The objective for the OpenHybrid project states:

“The OPENHYBRID project will overcome the technical and commercial barriers of current hybrid manufacturing systems to deliver a single manufacturing system capable of undertaking a wider range of processes in a seamless automated operation. The new system will offer unrivalled flexibility in terms of materials, including the ability to switch between powder and wire feed-stock within a single part. Moreover the process can be fitted to a diverse range of platform to produce parts from 2cm to 20m in length. The capability of the OPENHYBRID approach will be validated through the production of industrial demonstrators from the power generation, automotive and mining equipment sectors.”

The consortium developed a hybrid multi-tool platform for medium parts, and another for large parts. The first uses a powder head feed system, which project partner Hybrid Manufacturing Technologies (HMT) created, and the second one uses a wire head feed system developed by HMT and Fraunhofer IPT. Both platforms were successfully demonstrated for repair applications, and can also be used to manufacture new parts as well.

“By creating new hybrid machines, equipped with both subtractive and additive manufacturing technologies, OpenHybrid is a game changer for faster creation of new opportunities and applications for Additive Manufacturing,” stated an EWF press release. “This new solution increases the level of robustness and repeatability of such industrial processes, optimises and evaluates the increased performance of production lines in terms of productivity and cost-effectiveness and, finally, provides an effective assessment on the sustainability, functionality and performance of the produced new materials.”

One important part of the project’s approach is its use of a patented, standardized docking system by HMT, which allows for an automatic change to DED processing heads during fabrication for a more flexible process. OpenHybrid also made sure to support the development of AM standards by engaging the ASTM, AWS, CEN, and ISO organizations, so that its applications would be “widely accepted.”
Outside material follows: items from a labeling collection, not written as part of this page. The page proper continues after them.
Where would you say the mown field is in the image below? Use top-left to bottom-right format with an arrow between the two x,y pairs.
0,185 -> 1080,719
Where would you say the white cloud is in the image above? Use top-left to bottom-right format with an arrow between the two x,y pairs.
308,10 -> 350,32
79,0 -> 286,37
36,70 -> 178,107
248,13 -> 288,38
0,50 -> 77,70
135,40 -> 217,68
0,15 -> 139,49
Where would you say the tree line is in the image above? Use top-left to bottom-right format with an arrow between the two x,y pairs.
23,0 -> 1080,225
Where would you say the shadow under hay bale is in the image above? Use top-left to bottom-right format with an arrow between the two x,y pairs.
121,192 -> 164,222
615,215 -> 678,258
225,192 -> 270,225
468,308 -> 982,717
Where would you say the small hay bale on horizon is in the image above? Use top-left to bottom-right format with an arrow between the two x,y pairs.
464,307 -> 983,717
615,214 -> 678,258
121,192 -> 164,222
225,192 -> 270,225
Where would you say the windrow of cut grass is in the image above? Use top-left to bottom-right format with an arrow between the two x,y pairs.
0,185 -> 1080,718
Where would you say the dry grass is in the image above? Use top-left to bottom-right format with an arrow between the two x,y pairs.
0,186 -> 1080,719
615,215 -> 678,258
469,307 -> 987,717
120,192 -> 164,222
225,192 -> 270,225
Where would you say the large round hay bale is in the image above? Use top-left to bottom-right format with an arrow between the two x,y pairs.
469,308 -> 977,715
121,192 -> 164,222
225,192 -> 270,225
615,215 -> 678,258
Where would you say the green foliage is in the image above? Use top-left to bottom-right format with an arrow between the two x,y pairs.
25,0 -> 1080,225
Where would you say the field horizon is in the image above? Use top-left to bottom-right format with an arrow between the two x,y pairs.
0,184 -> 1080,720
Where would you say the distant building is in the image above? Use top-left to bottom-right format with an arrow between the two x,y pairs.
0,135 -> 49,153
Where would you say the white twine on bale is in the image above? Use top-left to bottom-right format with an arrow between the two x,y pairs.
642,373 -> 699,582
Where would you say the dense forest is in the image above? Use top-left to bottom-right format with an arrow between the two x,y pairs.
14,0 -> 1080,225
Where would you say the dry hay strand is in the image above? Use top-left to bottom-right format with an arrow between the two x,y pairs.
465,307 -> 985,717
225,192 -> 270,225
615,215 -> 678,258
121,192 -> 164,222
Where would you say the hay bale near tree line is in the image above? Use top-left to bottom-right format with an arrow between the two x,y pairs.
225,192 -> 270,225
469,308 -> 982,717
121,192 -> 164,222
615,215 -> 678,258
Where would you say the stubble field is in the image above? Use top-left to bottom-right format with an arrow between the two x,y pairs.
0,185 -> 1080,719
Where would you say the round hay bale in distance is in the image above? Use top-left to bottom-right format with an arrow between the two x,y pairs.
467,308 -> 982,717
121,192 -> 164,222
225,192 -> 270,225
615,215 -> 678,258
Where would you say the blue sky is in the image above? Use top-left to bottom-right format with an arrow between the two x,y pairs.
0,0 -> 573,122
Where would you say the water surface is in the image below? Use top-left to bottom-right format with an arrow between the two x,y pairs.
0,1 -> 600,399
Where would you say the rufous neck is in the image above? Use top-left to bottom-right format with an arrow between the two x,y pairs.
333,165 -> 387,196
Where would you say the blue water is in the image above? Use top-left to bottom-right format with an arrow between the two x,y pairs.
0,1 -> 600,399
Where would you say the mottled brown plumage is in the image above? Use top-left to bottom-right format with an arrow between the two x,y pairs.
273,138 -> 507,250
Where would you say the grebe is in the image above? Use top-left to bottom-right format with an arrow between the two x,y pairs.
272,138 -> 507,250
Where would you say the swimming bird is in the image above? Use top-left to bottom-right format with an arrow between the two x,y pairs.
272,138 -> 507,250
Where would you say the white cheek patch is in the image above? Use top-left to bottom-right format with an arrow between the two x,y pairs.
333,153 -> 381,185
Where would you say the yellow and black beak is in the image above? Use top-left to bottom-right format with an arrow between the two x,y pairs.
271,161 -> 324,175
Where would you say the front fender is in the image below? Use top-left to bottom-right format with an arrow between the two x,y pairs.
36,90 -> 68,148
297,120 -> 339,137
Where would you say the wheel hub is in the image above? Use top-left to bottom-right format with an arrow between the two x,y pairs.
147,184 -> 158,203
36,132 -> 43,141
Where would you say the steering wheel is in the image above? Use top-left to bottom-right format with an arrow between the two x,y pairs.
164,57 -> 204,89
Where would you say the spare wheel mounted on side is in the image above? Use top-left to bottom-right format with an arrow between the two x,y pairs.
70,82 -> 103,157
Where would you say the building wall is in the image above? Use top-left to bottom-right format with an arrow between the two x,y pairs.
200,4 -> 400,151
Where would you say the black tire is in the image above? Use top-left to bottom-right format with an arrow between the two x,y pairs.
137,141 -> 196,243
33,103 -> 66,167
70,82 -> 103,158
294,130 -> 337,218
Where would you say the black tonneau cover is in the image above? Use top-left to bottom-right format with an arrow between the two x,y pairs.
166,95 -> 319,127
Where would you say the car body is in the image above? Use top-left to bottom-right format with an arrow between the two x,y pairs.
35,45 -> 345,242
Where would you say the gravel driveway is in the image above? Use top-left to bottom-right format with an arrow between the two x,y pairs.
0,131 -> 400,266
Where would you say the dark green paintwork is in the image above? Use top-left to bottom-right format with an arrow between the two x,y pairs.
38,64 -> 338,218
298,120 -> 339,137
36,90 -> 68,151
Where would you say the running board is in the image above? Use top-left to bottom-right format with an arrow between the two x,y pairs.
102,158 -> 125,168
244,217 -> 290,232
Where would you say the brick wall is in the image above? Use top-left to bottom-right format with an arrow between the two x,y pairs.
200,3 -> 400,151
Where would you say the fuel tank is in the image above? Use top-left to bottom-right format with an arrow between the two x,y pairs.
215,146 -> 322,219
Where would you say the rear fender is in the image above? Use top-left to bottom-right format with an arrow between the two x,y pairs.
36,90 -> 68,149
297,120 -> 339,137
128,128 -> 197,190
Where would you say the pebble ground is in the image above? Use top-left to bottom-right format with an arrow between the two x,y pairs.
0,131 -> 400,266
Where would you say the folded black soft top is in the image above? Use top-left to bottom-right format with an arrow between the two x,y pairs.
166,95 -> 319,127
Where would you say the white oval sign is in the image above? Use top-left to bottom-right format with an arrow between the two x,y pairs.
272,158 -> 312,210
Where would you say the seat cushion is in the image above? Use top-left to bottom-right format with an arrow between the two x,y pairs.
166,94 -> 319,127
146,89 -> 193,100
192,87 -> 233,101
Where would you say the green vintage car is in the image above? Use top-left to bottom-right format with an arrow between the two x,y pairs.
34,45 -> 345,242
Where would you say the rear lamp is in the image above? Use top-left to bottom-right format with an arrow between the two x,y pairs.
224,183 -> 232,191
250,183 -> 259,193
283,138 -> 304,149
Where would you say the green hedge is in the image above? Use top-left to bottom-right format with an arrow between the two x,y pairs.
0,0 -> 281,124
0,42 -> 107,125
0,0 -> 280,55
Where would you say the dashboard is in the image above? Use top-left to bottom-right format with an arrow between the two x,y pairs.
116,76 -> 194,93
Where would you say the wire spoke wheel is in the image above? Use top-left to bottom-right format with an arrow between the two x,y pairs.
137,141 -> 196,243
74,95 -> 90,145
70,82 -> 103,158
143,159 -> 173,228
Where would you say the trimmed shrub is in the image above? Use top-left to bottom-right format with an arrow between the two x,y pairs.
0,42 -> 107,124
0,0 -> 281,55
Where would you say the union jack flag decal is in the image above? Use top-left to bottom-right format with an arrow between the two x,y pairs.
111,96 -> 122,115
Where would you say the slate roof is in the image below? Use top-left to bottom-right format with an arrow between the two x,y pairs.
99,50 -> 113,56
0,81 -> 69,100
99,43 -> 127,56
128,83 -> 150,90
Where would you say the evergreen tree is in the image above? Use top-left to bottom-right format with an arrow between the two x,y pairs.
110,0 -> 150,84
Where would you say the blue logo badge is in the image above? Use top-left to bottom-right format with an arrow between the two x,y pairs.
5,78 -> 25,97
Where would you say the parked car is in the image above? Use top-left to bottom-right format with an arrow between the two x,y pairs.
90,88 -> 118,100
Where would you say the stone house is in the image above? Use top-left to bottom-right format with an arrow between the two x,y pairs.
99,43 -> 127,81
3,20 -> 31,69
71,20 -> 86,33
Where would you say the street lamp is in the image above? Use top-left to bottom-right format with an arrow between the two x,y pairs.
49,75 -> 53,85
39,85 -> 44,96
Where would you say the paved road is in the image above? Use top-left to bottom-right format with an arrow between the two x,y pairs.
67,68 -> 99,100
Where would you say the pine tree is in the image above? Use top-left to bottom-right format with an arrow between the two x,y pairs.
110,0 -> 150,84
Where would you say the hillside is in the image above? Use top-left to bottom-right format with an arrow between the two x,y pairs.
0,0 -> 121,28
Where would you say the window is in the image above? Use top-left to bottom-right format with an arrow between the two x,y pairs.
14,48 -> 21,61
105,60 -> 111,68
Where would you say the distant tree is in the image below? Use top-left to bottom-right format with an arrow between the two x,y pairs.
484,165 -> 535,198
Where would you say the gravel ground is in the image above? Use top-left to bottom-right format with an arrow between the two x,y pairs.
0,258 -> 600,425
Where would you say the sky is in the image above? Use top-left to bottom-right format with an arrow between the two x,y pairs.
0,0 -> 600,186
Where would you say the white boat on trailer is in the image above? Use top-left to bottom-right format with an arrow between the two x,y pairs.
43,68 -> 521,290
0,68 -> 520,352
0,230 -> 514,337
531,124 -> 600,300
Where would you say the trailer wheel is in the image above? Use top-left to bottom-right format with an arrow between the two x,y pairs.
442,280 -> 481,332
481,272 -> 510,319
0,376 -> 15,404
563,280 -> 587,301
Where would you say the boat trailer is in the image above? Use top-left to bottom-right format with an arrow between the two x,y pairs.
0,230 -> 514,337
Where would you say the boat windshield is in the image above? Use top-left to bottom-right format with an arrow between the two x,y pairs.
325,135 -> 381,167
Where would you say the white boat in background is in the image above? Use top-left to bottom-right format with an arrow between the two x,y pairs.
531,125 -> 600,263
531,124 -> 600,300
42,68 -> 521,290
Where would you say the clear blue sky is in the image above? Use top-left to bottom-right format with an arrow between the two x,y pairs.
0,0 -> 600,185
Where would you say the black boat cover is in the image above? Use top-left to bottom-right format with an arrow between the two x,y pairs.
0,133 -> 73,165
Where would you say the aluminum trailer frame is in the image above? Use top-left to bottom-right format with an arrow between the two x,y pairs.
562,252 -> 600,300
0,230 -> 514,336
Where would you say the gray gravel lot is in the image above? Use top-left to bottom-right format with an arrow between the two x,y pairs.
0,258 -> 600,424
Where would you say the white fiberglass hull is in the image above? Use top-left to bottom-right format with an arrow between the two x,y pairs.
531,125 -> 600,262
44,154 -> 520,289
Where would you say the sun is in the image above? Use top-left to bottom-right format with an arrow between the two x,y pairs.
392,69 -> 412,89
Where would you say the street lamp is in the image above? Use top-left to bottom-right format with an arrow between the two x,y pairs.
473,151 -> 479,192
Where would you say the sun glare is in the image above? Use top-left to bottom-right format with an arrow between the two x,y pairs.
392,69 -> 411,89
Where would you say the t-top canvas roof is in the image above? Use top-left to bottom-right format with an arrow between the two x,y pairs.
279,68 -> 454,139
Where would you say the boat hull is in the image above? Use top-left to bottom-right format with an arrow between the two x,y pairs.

OpenHybrid’s project partners wanted to make sure that it would be easy to integrate its hybrid system onto any machine tool platform and achieve a quality performance. The project’s flexible new approach makes it possible to process both powder and wire feedstock, and combine the system with machine tools and large-scale automation platforms, courtesy of project partners GF Machining Solutions and Gudel, respectively.

Additional extended system capabilities developed by consortium members include:

  • CAD/CAM adaptive software – BCT and Picasoft
  • Enhanced gas shielding – TWI and MTC
  • In-process inspection using thermal and optical imaging and advanced laser ultrasound – MTC and TWI
  • Laser ultrasonic NDT inspection for defect analysis – TWI
  • Process simulation tools – ESI

OpenHybrid supports the vision and objectives of the EU’s Horizon 2020 Factories of the Future program, and the two systems developed by the consortium members will hopefully make some of the more demanding industries in Europe even more competitive.